From CMS: Informational bulletin on implications for Medicaid and CHIP

A new informational bulletin from CMS details what the end of the COVID-19 Public Health Emergency and National Emergency mean for Medicaid and the Children’s Health Insurance Program (CHIP).

 Key changes noted in the bulletin include:

  • The requirement for state Medicaid and CHIP programs to cover COVID-19 vaccines (and their administration), testing, and treatments without cost-sharing will end on September 30, 2024. The requirement to cover the treatment of conditions that may seriously complicate the treatment of COVID-19, while a person has (or is presumed to have) COVID-19 also will end.
  • States have received 100% matching federal funds for COVID-19 vaccines and their administration. This enhanced funding will end on September 30, 2024.
  • The option to provide Medicaid coverage for COVID-19 vaccinations, testing, and treatment to uninsured individuals and receive 100% matching federal funds for coverage for those individuals expired May 11 (15 states and three territories had taken advantage of this option).
  • Since the National Emergency began in 2020, states submitting a Medicaid Disaster Relief State Plan Amendment (SPA) for COVID-19 have been able to request waivers, known as Section 1135 waivers, to waive or modify the federal SPA effective date, public notice, and tribal consultation requirements. CMS’ authority to approve new waivers under Section 1135 ended when the National Emergency ended on April 10, 2023. CMS can, however, approve waiver requests that were submitted before April 10, 2023.
  • The bulletin also clarifies that telehealth flexibilities under Medicaid and CHIP are not tied to the PHE. These telehealth flexibilities were available before the PHE and will continue to be available after.

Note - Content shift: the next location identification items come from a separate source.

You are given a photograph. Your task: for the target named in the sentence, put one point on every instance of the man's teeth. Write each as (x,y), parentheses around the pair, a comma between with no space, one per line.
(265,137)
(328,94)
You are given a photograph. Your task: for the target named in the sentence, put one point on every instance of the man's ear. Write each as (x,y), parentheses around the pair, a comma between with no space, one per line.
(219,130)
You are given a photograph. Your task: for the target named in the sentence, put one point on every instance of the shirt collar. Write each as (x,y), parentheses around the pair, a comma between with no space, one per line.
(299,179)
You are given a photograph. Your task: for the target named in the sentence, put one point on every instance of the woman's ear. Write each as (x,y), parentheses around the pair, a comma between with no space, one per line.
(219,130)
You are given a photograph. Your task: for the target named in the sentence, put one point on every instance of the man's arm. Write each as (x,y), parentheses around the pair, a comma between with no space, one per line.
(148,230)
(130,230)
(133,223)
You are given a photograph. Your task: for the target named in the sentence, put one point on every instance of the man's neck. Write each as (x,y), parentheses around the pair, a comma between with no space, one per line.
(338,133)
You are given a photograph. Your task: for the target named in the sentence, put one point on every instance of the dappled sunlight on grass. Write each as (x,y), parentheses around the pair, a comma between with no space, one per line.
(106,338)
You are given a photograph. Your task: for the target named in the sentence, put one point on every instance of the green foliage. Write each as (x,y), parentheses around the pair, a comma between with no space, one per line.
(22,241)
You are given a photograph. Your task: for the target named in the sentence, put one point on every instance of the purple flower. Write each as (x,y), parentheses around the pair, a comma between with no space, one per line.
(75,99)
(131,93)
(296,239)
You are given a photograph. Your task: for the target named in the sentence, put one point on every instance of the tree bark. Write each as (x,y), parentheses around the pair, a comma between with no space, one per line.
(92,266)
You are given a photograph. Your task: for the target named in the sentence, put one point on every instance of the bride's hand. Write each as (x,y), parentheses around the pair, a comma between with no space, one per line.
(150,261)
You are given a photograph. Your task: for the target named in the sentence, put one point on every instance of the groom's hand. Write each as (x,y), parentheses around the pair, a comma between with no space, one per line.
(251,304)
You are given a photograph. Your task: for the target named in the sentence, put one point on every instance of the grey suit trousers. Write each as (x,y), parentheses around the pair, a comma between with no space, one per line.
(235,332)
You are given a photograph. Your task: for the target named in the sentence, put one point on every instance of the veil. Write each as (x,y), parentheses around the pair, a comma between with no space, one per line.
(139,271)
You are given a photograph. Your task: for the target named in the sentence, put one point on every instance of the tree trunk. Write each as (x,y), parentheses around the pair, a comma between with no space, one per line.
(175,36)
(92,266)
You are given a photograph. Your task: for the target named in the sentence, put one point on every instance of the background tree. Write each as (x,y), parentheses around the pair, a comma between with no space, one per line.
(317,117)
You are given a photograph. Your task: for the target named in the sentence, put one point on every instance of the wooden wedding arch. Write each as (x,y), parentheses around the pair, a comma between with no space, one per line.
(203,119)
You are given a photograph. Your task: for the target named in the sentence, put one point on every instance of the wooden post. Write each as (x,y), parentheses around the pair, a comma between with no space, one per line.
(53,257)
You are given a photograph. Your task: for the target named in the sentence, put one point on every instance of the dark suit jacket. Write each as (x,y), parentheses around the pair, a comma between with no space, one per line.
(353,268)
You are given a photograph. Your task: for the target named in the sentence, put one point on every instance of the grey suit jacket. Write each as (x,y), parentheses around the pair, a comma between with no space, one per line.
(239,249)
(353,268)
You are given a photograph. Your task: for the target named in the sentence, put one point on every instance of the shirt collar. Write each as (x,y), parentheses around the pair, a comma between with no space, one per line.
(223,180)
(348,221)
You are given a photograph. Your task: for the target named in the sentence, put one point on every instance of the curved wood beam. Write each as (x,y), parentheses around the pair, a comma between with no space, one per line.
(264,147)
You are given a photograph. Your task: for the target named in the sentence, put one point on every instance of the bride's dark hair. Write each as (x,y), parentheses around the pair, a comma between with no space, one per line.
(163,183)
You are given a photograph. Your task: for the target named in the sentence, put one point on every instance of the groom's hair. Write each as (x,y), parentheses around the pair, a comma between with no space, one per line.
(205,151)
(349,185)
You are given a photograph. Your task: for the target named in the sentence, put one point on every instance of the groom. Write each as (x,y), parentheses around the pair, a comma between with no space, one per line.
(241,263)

States are encouraged to continue to cover Medicaid and CHIP services when they are delivered via telehealth and CMS has a toolkit available to help states with the continuation, adoption, or expansion of telehealth coverage.

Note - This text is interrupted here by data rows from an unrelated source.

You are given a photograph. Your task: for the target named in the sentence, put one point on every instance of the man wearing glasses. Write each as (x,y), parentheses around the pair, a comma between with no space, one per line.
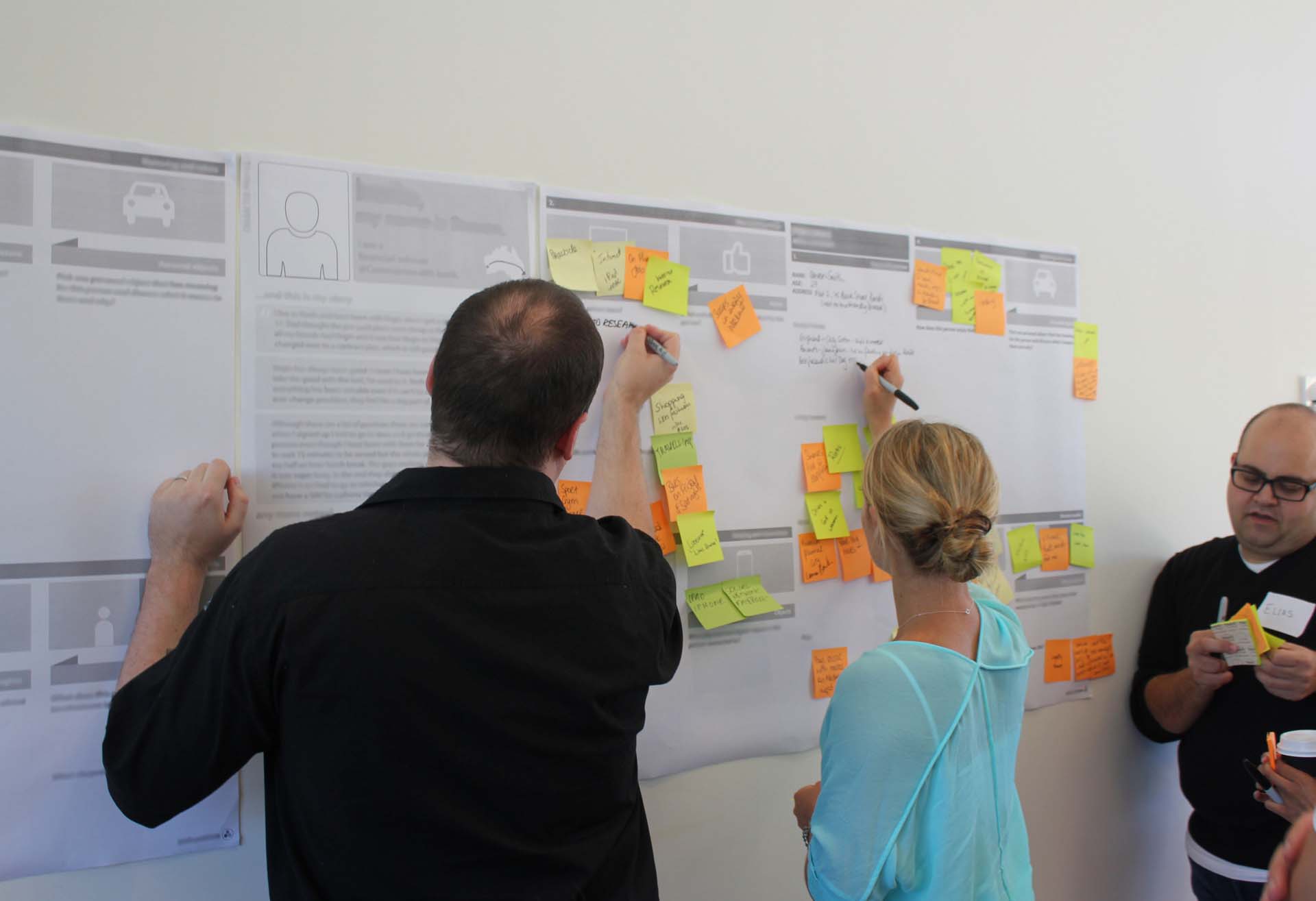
(1184,691)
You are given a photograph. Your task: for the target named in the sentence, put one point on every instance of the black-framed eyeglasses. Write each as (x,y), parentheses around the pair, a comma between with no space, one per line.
(1284,489)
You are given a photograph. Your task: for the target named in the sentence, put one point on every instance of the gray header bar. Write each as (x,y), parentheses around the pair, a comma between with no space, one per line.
(851,243)
(855,262)
(70,254)
(83,569)
(576,206)
(998,250)
(15,253)
(1056,516)
(111,157)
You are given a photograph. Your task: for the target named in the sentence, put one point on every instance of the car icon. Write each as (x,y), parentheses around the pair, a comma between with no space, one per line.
(1044,283)
(148,200)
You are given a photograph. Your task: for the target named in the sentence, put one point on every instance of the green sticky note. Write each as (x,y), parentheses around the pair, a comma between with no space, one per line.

Additional Impact on Vaccination and Testing

In addition to the changes noted above, the end of the PHE ends Medicare’s coverage of up to eight over-the-counter COVID-19 tests each month, as well as requirements for private insurers to do the same (this CMS fact sheet, also available in Spanish, describes how the end of the PHE will impact testing coverage for people with different forms of insurance).

People can still be tested without cost sharing through healthcare providers at over 20,000 community-based testing sites nationwide.

The HHS Bridge Access Program for COVID-19 Vaccines and Treatments also will help to maintain access to COVID vaccines and treatments for people who are uninsured. The program will:

  • Provide support for the existing public sector vaccine safety net, which is implemented through local health departments and federally supported health centers.
  • Create a partnership with pharmacy chains so they can continue offering free COVID-19 vaccinations and treatments to people who are uninsured as they have throughout the PHE.

Ending of Virtual In-Home Visits for VA Program of Comprehensive Assistance for Family Caregivers

The Department of Veteran Affairs (VA) Program of Comprehensive Assistance for Family Caregivers (PCAFC) provides caregiver education and training, mental health counseling respite care, and other benefits. During the PHE, required in-home visits were completed virtually to protect veterans and their caregivers from exposure to COVID-19. Effective May 11, in-home visits will be conducted in person.

 The requirement for in-person home visits applies to:

  • Initial home-care assessments required as part of the evaluation for PCAFC eligibility. This assessment must be conducted before VA can approve and designate a Family Caregiver.
  • Home visits that may be required as part of reassessments. 
  • Wellness contacts required for PCAFC participation, which occur at least annually (typically every 120 days).